Actually, we were never 100% isolated, individually our 3G/4GLTE phones all worked and as such would allow us to individually reach the outside, I was on twitter through out these dog-days, keeping everyone informed and trying hard not to complain too much about the slowness of the telcos in the area. At the end of the first day I was coming up with other plans to come back online, but they either required me to buy hardware not available in my area or use services that were not available in the area until power was restored. By that time the emergency was over and we were in good shape.
- 1:40AM Sunday – 80′ of several 100 year old tree falls on power lines snapping the fiber cables. Generator pops on. Datacenter still has power.
- 1:43AM Sunday – Power was cut from the area due to an 80′ tree dropping over but not breaking the primary and secondary lines. There was a split in the neutral cable for service lines but no where else. This was a decision made by the fire department.
- 2:00AM Sunday – Power off test nodes of the vSphere 5 Migration test cluster
- 8AM Sunday – Enter the datacenter and vMotion all VMs to a small number of vSphere 4.1 nodes to the absolute minimum of nodes and was able to power off 2 more nodes. In addition, power off all other sundry equipment such as scanners, printers, etc.
- Afternoon Sunday – Department of Public Works comes out to remove the 80′ of tree on the wires. These guys are really good at this. Using a Backhoe Loader they were able to lift the tree while cutting the limbs and pieces. I have never seen a back hoe wielded like a scalpel before.
- First call to Verizon brings out a technician who watches all this and decides that fixing the fibre was too dangerous.
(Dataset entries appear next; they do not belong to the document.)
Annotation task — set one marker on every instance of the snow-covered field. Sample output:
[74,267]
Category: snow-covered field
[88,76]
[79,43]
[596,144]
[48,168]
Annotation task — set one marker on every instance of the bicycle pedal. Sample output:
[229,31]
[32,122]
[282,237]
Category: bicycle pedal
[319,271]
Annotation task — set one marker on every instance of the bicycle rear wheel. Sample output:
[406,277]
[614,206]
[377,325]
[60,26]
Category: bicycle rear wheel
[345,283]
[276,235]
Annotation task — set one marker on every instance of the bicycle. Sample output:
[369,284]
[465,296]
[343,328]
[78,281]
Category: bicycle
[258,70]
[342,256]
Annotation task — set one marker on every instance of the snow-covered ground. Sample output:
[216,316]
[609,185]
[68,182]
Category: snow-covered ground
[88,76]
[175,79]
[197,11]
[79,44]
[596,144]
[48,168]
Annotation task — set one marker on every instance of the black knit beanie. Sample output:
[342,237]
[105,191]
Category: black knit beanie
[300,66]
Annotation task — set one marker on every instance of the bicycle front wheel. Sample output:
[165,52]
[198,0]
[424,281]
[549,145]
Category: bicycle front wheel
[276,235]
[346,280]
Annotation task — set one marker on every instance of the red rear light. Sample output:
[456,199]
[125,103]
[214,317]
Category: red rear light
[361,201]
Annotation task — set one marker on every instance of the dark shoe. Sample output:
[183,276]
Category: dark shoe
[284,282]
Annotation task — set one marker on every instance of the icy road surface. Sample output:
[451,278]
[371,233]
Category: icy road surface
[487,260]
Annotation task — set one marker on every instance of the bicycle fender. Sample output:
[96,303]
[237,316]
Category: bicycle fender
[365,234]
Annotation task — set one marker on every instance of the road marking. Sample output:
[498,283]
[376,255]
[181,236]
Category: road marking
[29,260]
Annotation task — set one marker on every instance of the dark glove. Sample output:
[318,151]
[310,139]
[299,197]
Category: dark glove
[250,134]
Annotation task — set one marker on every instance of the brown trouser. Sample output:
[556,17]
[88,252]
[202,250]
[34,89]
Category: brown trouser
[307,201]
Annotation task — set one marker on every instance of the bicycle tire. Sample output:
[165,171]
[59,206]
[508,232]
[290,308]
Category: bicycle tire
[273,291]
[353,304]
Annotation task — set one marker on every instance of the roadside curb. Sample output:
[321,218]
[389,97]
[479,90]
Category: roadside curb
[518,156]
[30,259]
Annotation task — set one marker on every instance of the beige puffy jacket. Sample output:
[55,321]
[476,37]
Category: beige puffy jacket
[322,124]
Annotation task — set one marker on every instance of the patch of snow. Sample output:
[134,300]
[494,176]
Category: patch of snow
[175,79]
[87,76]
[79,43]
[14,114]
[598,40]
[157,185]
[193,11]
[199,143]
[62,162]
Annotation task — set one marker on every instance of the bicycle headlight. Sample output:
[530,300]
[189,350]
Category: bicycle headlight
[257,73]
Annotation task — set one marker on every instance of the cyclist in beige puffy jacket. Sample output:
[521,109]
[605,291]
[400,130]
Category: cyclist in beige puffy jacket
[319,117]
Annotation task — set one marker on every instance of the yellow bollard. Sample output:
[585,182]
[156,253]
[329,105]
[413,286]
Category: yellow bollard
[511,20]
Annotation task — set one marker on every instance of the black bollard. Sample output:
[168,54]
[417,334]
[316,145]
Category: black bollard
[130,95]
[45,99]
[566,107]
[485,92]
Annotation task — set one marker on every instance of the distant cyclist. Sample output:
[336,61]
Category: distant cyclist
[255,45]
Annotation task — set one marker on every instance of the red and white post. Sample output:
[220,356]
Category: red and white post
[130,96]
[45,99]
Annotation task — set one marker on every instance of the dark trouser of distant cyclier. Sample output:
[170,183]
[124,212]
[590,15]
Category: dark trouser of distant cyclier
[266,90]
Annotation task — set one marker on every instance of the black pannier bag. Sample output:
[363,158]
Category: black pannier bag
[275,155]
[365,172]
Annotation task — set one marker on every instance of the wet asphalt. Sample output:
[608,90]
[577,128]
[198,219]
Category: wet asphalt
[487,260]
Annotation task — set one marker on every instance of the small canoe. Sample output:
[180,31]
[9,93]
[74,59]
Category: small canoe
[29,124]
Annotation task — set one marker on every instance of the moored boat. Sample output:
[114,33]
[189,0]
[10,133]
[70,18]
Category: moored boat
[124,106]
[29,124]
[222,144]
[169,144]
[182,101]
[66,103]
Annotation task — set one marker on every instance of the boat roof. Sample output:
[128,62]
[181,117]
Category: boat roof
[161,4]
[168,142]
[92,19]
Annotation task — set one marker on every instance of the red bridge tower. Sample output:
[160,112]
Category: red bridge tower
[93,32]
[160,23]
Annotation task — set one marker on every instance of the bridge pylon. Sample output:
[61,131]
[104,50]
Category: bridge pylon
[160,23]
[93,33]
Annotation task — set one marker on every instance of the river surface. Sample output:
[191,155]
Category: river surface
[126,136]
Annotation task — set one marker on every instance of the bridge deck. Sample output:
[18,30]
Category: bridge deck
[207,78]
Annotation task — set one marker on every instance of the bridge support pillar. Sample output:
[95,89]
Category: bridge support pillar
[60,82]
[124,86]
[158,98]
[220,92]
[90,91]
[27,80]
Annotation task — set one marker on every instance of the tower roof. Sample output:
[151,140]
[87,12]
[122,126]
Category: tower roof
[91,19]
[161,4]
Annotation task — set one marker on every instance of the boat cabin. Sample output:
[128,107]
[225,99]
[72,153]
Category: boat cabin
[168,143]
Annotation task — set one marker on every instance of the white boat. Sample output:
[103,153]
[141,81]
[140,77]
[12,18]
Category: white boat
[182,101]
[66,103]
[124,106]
Leaves without discussing other solutions. Later National Grid tells me that it was not too dangerous.
- Monday Morning – National Grid shows up and stops all traffic as they see the high voltage lines running over the road within reach of anyone. But by then a school bus, trash truck, and many cars have already passed underneath. If those wires were live, which no one knew or not, a school bus, whomever was driving that should be let go.
- Monday Afternoon – Calls to Verizon, Comcast lead to dead ends, no power, no network.
- Tuesday Morning – National Grid comes out with a line truck to fix the damage to the poles, brace a damaged pole and get the lines back where they belong while fixing the line.
- 3:30PM Tuesday – Verizon comes out and reattaches the fibre.
- 4:30PM Tuesday – Datacenter connected once more
Plan then Plan some more, it is a learning experience
So what does this all mean, it means that even though we planned for several points of failure, we ended up with a single point of failure. The power to the entire area. Even though we had power, we ended up with no primary network connection, and the secondary network connection was also off due to lack of power on the streets surrounding the datacenter. So do we need a tertiary source of networking? Perhaps. Is there a better solution, and there may be, and that is one of:
- Use some form of Hybrid Cloud mechanism where you have everything in the cloud on standby and pay for storage and utilization when the systems are in use.
- Use some form of 3G/4G/4GLTE connection during emergencies
There are problems with each of these solutions that need to be overcome.
- Cost issues: Bandwidth costs and the knowledge that some vCloud providers charge more than $500 per VM, which is a bit pricy given a like box inside an enterprise may only be 2x that cost and paid for out of pocket and not amortized over years.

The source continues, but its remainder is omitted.